The European Parliament voted today on rules that would make companies more accountable to their shareholders, making a step towards a more accountable and sustainable financial system, according to Friends of the Earth Europe, ShareAction and WWF Europe.
The Shareholder Rights Directive is intended to tackle the lack of transparency between companies and shareholders – a significant barrier to challenging unsustainable business and investment practices.
Bethan Livesey, Head of Policy and Research at ShareAction said: "It is right that shareholders live up to their role as long-term stewards of companies, especially on environmental, social and governance issues. The measures in this Directive are a step towards a system in which shareholders are no longer "absentee landlords", an approach which has contributed to short-termism and economic crises."
The organisations welcomed elements of the directive that improve transparency around shareholders and ensures monitoring of companies on social and environmental impacts and corporate governance. However, a 'comply or explain' mechanism lacks the necessary teeth to create behavioural change for institutional investors.

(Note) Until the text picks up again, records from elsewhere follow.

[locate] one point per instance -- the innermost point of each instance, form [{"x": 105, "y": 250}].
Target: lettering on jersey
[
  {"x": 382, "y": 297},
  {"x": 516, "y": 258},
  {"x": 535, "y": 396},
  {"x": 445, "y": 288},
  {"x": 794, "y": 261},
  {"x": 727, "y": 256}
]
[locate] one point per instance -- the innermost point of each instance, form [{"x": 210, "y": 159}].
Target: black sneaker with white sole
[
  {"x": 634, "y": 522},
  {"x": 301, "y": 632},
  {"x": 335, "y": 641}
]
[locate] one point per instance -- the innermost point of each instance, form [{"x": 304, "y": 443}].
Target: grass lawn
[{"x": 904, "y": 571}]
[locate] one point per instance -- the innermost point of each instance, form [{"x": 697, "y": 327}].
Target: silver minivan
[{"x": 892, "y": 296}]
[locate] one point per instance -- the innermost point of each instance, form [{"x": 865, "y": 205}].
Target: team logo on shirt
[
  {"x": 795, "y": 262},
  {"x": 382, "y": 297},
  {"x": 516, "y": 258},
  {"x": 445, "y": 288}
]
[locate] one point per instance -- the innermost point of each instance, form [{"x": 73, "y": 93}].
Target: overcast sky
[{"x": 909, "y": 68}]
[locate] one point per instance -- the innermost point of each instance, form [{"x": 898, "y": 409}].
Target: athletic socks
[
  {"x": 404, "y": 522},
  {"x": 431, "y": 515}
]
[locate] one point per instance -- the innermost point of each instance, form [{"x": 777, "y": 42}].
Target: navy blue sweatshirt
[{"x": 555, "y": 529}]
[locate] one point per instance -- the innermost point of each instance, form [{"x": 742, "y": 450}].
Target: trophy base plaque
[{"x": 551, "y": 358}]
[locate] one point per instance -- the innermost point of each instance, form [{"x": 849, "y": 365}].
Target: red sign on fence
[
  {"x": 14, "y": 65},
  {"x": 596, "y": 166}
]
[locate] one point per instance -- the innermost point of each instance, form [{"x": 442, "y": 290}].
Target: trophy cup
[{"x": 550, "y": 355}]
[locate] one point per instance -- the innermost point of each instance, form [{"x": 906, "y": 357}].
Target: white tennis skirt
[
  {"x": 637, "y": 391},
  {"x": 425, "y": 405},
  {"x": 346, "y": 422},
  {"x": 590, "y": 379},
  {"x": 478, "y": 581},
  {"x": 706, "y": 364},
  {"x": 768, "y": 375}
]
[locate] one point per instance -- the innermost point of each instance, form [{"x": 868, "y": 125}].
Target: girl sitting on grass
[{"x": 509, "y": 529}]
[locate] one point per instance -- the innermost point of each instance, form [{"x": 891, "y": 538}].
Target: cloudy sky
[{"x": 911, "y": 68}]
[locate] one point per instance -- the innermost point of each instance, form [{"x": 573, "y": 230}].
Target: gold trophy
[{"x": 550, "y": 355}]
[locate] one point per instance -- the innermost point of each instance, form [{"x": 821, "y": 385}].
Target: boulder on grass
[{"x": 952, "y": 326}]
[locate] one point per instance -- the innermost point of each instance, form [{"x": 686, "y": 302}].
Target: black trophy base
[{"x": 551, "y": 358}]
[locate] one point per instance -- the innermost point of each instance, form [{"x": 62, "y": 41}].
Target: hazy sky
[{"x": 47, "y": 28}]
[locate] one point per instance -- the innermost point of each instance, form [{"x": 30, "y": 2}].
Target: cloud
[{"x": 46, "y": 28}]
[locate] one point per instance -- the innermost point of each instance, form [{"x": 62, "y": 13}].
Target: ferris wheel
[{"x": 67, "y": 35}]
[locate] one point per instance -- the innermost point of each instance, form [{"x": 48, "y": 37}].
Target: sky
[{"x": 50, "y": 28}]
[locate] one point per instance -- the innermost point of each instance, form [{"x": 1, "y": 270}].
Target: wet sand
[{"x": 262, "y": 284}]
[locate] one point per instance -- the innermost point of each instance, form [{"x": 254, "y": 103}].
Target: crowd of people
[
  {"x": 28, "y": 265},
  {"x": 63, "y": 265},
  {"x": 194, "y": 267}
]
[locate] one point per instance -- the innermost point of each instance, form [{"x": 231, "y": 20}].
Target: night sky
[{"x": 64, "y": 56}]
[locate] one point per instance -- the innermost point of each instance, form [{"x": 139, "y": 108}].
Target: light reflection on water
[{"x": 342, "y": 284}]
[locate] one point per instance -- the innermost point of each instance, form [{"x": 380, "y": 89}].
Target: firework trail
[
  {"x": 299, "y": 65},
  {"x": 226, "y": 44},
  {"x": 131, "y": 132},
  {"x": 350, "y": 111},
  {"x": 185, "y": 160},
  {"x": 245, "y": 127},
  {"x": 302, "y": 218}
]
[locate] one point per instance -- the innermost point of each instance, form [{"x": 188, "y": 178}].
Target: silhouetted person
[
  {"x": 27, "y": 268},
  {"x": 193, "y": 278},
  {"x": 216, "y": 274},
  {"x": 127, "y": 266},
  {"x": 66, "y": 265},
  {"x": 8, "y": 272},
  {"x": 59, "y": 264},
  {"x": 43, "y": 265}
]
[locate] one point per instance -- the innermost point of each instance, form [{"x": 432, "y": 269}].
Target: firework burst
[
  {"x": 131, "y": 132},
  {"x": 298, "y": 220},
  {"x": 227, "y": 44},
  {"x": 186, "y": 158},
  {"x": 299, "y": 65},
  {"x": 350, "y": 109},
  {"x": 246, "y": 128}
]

Anne van Schaik, corporate accountability campaigner for Friends of the Earth Europe said: "Institutional investors must be made to disclose their engagement policies as a step towards reducing the environmental and social impacts of their investments. For example, the Dutch pension funds APG and PGGM must disclose their engagement policy with regard to their controversial investments in the palm oil company Wilmar."
Sebastien Godinot from WWF European Policy Office said: "This Directive is a win for transparency: investors will say publicly how they engage in companies they invest in and how they vote in their general assemblies, a critical information to monitor the consistency of investors' commitments for sustainable development."